Выбрать главу

Следует отметить еще одну особенность, от которой я отказался после «Открытой книги», — уникальность, мировое значение научного подвига, неразрывно связанные с сюжетом. В «Двухчасовой прогулке» нет уникальности. Читатель не имеет никакого представления, чем занимается Коншин. Герои этой книги полны стойкости, мужества, глубокого интереса, сильного воображения и такими — это подразумевается — они должны оставаться, занимаясь не только открытиями, обнадеживающими человечество, но и самой будничной, повторяющейся, ежедневной работой.

10

Сюжет, бегло рассказанный на страничке фронтового блокнота, с первого взгляда показался невероятным. Именно поэтому захотелось превратить его в повесть.

Я начал с того, что отправился к адмиралу А. Г. Головко, одному из самых лучших наших флотоводцев, и спросил, не приснился ли мне этот сюжет, записанный со слов одного моряка в 1943 году.

— Может быть, рассказчик сочинил эту историю?

— Нет, — ответил адмирал. — Он рассказал вам правду.

Я взялся за работу немедленно и очень скоро почувствовал, что у меня не хватает — мало сказать, материала — чувства материала, воздуха литературы. Действие происходит на Крайнем Севере, а я не был там без малого двадцать лет. Среди героев — торговые и военные моряки. С торговыми я почти не встречался, а военных знавал давно, работая военкором на Северном флоте.

Я отложил едва начатую работу и по совету А. Г. Головко отправился на Крайний Север.

Нужно было найти очень старый пароход торгового флота, принадлежавший некогда Соловецкому монастырю, — он входил в «божественную» флотилию, состоявшую из трех пароходов: «Вера», «Надежда» и «Любовь». Увы, приехав в Мурманск, я узнал, что его давно отправили на разделочную базу! Мне было предложено осмотреть другой пароход, не менее старый. По всем его каютам и трюмам вместе со мной проворно лазал почтенный, уходящий на пенсию капитан дальнего плавания. Сперва он рассказал историю своей жизни, потом историю парохода — трудно сказать, какая из них была интереснее.

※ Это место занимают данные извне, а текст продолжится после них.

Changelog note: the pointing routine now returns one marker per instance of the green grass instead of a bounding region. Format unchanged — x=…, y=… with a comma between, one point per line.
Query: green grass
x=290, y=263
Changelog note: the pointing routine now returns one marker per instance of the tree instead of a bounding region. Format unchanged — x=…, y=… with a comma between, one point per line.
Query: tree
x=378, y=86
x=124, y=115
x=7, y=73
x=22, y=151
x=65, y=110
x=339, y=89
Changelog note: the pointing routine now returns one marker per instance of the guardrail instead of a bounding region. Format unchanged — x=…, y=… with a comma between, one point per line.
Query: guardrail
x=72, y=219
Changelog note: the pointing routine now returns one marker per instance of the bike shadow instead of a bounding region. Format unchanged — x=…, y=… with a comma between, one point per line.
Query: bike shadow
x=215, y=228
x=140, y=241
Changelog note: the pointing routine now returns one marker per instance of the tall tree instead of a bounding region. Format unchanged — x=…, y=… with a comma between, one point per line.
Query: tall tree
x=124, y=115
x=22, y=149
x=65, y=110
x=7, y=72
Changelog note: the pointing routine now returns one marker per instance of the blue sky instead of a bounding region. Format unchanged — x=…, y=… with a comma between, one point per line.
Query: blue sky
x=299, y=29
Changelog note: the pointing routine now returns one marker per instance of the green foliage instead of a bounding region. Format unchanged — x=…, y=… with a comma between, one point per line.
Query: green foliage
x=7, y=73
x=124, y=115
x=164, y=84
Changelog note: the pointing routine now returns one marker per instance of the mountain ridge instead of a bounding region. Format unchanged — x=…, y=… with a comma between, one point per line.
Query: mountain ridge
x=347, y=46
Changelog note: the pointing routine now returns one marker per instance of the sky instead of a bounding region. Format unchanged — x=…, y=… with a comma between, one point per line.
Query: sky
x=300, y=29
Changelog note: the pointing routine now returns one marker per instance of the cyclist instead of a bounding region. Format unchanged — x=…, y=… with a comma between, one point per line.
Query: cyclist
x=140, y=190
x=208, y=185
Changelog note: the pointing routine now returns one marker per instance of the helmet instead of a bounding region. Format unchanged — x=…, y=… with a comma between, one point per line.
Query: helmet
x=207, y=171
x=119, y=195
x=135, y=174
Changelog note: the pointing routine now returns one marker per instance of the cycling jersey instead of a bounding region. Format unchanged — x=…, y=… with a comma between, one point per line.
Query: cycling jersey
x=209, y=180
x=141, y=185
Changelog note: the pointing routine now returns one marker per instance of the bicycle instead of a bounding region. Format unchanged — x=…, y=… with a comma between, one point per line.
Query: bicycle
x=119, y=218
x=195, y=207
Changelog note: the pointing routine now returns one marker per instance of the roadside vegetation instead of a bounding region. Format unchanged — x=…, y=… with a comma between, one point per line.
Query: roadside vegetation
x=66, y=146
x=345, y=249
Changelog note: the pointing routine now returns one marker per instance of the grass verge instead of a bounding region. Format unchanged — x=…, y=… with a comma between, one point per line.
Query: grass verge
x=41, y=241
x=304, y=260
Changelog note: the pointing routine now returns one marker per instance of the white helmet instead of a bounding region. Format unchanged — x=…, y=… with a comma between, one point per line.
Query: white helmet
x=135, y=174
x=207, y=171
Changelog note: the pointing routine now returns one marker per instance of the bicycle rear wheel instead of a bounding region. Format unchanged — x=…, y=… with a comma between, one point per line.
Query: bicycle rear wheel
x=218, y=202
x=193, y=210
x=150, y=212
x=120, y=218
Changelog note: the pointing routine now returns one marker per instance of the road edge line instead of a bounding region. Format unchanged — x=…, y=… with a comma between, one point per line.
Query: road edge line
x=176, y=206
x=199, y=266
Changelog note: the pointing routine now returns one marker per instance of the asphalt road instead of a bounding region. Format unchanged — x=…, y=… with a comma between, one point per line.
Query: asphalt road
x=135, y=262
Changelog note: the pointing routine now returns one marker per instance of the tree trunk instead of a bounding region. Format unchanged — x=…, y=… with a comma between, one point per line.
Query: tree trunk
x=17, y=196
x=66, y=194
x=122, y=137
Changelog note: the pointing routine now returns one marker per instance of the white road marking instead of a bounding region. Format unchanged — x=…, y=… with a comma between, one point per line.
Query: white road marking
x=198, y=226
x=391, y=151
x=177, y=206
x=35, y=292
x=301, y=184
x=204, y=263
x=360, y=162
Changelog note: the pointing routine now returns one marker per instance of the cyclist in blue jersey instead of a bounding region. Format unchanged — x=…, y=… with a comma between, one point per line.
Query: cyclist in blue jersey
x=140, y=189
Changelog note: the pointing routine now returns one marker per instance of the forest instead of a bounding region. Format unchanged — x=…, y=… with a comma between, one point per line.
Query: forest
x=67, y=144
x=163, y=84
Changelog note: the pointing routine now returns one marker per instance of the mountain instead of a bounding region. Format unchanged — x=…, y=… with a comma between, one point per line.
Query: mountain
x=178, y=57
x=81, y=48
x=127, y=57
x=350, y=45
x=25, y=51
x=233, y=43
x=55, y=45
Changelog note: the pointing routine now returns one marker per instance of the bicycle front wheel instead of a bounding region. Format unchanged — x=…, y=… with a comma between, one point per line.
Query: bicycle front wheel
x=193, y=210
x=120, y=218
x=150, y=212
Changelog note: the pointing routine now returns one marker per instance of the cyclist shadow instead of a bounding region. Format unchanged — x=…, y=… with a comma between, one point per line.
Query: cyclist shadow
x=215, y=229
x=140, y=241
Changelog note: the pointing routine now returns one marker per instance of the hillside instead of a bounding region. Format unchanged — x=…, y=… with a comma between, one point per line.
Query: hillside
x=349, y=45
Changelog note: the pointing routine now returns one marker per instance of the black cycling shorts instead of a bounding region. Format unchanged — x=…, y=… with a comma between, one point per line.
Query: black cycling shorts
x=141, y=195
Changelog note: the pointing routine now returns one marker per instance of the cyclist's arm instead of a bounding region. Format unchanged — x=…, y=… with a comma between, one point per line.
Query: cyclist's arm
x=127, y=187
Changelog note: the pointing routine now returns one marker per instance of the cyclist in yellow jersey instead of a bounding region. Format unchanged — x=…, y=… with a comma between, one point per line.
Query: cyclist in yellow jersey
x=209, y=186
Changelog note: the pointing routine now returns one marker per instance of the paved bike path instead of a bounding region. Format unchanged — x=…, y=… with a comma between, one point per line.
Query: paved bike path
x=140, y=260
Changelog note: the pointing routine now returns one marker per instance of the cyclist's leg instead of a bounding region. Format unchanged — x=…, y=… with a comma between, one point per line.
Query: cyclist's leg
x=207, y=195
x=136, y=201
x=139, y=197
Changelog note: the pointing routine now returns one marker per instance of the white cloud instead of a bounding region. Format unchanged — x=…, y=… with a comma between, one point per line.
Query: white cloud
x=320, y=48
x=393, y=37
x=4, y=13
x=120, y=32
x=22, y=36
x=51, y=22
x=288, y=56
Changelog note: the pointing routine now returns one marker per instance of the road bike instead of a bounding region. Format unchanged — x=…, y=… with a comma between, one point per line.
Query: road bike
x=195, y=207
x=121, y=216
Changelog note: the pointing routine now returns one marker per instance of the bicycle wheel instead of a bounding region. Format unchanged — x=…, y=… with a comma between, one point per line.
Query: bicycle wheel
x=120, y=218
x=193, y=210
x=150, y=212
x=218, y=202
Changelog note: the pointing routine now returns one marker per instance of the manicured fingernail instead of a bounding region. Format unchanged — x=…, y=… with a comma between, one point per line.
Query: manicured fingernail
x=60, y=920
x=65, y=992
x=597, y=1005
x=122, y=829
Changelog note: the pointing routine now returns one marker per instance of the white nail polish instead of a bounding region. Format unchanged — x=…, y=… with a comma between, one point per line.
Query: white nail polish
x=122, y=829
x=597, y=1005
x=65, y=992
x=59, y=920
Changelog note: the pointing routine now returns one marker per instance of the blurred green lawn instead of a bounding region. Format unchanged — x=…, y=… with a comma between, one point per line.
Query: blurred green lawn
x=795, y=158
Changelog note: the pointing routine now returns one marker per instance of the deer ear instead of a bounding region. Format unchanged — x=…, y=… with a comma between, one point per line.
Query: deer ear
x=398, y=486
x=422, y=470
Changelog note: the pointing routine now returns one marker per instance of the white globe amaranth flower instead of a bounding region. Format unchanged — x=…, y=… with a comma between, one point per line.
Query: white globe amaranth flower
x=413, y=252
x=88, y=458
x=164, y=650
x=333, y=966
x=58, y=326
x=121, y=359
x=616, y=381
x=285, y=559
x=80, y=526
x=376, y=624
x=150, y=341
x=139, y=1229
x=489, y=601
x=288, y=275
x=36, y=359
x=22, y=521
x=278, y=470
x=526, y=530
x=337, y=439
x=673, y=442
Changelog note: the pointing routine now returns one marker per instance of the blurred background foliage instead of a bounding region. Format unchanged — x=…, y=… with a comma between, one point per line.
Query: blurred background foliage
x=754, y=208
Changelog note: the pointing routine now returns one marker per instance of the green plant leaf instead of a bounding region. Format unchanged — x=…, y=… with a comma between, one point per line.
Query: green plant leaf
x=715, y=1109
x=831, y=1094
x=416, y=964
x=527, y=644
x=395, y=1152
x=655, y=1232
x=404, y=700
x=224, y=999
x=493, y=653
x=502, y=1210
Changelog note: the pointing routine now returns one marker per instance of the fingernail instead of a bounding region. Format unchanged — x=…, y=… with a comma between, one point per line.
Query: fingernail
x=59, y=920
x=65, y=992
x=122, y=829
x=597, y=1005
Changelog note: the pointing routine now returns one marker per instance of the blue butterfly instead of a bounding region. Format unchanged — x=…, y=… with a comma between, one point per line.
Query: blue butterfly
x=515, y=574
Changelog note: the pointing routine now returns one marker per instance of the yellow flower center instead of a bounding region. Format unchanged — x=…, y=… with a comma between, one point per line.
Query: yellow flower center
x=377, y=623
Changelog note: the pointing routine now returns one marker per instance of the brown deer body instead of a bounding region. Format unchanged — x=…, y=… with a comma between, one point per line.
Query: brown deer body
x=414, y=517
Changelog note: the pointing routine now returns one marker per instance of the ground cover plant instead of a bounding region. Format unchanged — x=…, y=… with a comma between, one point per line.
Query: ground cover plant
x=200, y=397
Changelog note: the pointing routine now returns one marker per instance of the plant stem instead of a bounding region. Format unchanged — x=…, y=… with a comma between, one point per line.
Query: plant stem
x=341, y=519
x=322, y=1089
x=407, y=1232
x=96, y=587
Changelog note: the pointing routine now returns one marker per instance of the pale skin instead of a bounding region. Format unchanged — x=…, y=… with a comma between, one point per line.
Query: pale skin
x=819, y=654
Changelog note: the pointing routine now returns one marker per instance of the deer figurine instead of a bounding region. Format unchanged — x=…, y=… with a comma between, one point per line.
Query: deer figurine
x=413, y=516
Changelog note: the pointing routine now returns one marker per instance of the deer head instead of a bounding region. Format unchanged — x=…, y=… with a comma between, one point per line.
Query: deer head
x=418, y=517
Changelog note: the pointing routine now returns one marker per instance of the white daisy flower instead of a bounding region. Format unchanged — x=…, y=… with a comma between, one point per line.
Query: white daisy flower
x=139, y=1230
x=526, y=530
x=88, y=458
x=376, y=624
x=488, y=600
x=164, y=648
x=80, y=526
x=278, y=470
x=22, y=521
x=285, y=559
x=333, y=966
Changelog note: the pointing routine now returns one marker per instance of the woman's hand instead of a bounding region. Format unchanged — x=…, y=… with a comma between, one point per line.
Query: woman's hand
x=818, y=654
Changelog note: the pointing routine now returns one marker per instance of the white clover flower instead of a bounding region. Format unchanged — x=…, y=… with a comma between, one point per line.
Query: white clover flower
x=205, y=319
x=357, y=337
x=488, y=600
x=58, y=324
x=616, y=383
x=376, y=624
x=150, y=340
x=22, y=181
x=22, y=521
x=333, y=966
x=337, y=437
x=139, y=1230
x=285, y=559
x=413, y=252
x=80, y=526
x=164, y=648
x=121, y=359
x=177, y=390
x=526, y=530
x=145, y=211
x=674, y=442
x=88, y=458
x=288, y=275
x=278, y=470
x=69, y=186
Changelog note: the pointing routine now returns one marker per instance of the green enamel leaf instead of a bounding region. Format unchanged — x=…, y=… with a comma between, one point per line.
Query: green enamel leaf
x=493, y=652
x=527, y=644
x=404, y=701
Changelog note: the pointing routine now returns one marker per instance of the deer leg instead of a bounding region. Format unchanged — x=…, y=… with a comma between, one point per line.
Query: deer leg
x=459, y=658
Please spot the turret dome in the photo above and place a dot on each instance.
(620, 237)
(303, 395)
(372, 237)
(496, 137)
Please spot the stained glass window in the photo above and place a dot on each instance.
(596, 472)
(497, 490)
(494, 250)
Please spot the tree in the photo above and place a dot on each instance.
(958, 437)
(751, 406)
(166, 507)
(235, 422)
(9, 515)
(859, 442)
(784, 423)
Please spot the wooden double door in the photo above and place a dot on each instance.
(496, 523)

Действие повести происходит на движущемся судне, и необходимо было ясно представить себе его путь — сначала на карте, а потом на деле. В середине дня мы пошли из Мурманска на одну из военно-морских баз на берегу Кольского залива. Я понял в этот день, что не заметил в годы войны всей красоты северной природы — тогда было не до красоты. В то время природа Крайнего Севера взвешивалась на весах — сперва обороны, а потом — наступления.

Писать на быстро идущем катере трудно, но я не отрывал карандаша от блокнота. Команда помогала мне. Рулевой пригласил на мостик, где записывать под свежим ветром стало еще труднее. Моторист, не забывая своих обязанностей, показывал светлые фигуры облаков на темно-синем раскачивающемся небе.

На катере был коренной северянин, старый моряк. В конце концов и он втянулся в наше занятие, обнаружив, к своему удивлению, что сорок лет прожил перед лицом беспрерывно совершающегося чуда.

Вот как выглядело это чудо, когда мы шли на базу: под освещенными снизу неподвижными облаками стоял застывший, тихий пожар, а в глубине этого размазанного, как на полотнах Ван-Гога, пожара другие, легкие облака стремительно летели прямо в каменную линию сопок. Маленькая луна, стоявшая спиной к солнцу, затерялась в огромном, опрокинувшемся овале неба. Все казалось неподвижным в этом овале, и все было в беспрерывном, плывущем движении.

Вернувшись в Мурманск, я встретился с новым консультантом, новым доброжелателем будущей повести — опытным моряком. Но на этот раз разговор шел в другом направлении. Надо было узнать о своих героях больше, чем я хотел сообщить читателю. Для того чтобы отчетливо представить себе человека, о котором ты пишешь, нужны подробности, которые подчас остаются в черновиках, в набросках. Черновик характера — вот понятие, занимающее в рукописи гораздо большее место, чем в книге. Именно в этих черновиках нужно искать ключ к жизни героя, ту сущность, без которой нельзя нарисовать его образ.